Análise do Cenário Político para 2026
A polarização política no Brasil, marcada pela disputa entre o PT e o PL, continuará a influenciar as eleições que se aproximam. De acordo com as últimas pesquisas eleitorais, se a votação ocorresse hoje, Luiz Inácio Lula da Silva teria grande chance de conquistar um quarto mandato como presidente. Por outro lado, o PL, liderado pelo ex-presidente Jair Bolsonaro, atualmente preso na sede da Polícia Federal em Brasília, se destacaria como a principal força política em várias unidades da Federação e no Senado.
Esse panorama foi delineado a partir de levantamentos realizados em diversas regiões do Brasil. Desde as eleições municipais do ano passado, o Correio da Manhã tem reunido os dados mais recentes disponíveis para oferecer uma visão clara da disputa. O levantamento considera o cenário estimulado que cada instituto apresenta para as diferentes esferas, tanto para as eleições estaduais quanto para o Senado.

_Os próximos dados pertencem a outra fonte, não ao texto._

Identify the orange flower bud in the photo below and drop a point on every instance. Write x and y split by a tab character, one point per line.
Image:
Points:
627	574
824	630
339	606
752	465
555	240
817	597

As projeções indicam que o PL pode eleger até oito governadores em 2026. No Rio Grande do Sul, por exemplo, Luciano Zucco, líder da oposição na Câmara, é o candidato forte. Em Santa Catarina, o atual governador Jorginho Mello também busca a reeleição, enquanto em Minas Gerais, o senador Cleitinho está à frente da corrida. O União Brasil, por sua vez, deve garantir a eleição de seis governadores, com destaque para Sergio Moro no Paraná e ACM Neto na Bahia.
Os Partidos que Devem se Destacar
Além do PL e do União Brasil, partidos como PSD e MDB também estão posicionados para conquistar governadorias. O PSD, por exemplo, tem nomes fortes como o prefeito do Rio de Janeiro, Eduardo Paes, enquanto o MDB poderá contar com Cícero Lucena, atual prefeito de João Pessoa, na Paraíba. Já os Republicanos e o PSB têm a expectativa de eleger dois governadores cada, com Tarcísio de Freitas em São Paulo e João Campos no Recife, respectivamente.
No âmbito do Senado, a expectativa é que o PL consiga eleger até 16 novos senadores, dado que dois terços do Senado estarão em jogo nas próximas eleições. Nomes como o vereador Carlos Bolsonaro, que pode se candidatar por Santa Catarina, e Michelle Bolsonaro, esposa do ex-presidente, pelo Distrito Federal, estão entre os possíveis candidatos do PL.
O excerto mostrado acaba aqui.